未だ青きは花菖蒲
* * *
「伊作ー? いるー?」
彼女はそう言って戸をほんの少し開けると、ひょこりと隙間から中を覗いて窺う。そこには伊作の姿はなく、代わりにちょこんと座っていたのは一年生の乱太郎であった。
乱太郎は顔を上げて彼女の顔を見ると、パッと顔を綻ばせる。
「先輩、もうお体はよろしいのですか?」
戸を開けて中に入り込んだ彼女へ、乱太郎はすぐ様に近くに寄って問い掛ける。
彼女は可愛くも健気な後輩の頭に手を乗せると、うりうりとやや力強く撫で付ける。
「うん、おかげでね! ありがとう、乱太郎。
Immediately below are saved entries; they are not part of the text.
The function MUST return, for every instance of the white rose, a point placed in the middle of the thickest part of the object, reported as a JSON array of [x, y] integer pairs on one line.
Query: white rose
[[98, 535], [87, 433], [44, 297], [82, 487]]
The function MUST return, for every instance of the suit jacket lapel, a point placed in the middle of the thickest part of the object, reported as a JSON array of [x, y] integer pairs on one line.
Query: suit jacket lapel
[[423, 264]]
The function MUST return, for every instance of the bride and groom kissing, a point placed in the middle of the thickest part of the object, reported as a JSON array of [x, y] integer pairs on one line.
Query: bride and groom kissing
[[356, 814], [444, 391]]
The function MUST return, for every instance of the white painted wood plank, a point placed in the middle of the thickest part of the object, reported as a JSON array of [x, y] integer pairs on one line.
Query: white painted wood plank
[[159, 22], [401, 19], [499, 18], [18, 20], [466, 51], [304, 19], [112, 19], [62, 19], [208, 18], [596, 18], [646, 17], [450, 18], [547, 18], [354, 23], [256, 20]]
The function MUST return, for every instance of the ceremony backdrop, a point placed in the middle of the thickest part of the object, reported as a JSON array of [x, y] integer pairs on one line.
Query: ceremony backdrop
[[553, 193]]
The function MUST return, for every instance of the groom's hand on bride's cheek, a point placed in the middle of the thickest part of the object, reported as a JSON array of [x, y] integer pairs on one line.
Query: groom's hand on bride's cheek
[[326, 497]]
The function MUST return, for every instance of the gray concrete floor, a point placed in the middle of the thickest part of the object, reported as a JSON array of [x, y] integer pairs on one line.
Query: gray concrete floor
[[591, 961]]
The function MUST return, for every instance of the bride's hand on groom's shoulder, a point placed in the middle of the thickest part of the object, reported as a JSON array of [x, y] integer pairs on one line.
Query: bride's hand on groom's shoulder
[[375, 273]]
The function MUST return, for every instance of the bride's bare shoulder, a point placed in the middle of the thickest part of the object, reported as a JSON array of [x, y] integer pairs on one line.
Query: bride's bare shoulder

あんたがいなかったらあの子も危なかったし、私も危なかったよ。本当にありがとうね」
彼女がそう言って感謝を繰り返し零すのに対し、乱太郎の顔は徐々に曇っていく。
どうしたのかと覗き込めば、バッと乱太郎は抱き着いて彼女の腹に顔を埋める。
「本当に、本当に良かったです。先輩も重症だったのに、お止めできなかったこと、ずっと——」
感情が昂り、乱太郎の意思に反して勝手に流れる涙を、眼鏡が曲がりそうなほど先輩に押し当てる思いでしがみつく。
たとえ、どんなことがあっても止めるべきだったのだ。それが保健委員としてあるべき姿だというのに、ちらりと見えた先輩の鋭い瞳が自身を捉えることを恐れ、足が竦んでしまったあの日のことを、未だに忘れられずにいる。
幾度となく後悔を重ね、保健委員長である伊作が良しとしたという免罪符に縋り付き、けれどもどうしたって血塗れな姿の先輩が脳裏に焼き付いては離れなかった。
「いやぁ、私が悪かったんだよ。ありがとう、乱太郎。あんたは優しい子だ、優しくて強い子だ」
乱太郎の脇に手を入れると、彼女はふわりと抱き上げた。
親にして貰うのだってそろそろ恥ずかしいと思い始めていたところに、先輩に抱っこをして貰うというのはそれ以上の羞恥である。慌てた拍子に涙は引っ込んだものの、代わりにしゃっくりがひくりと転がり出る。
乱太郎の背中を優しくトントンとあやす彼女に乱太郎は、恥ずかしいです、と真っ赤になった顔で告げても下ろされる気配はない。
「本当はもっと早くお礼に来ようかと思っていたのだけれど、先生方にもこってり絞られちゃってね。しばらくくノたま長屋から出られなかったんだよ」
けらけらと、事も無げにそう言う彼女。
彼女は一晩伊作と留三郎に温めて貰い、なんとか一命を取り留めるものの、その後は要安静としてくノたま長屋で山本シナ先生直々に見張られながら養生していたのだ。
故に医務室へと顔を出すのは実に一週間ぶりのことであり、今もまだ全快とは言い難く、鈍い痛みが尾を引いている。
そんなに怒ることか、と反発する彼女に直々に監視して頂いた山本シナ先生は、美しい顔のままに底冷えするほどの怒りを孕んだ声音で言った。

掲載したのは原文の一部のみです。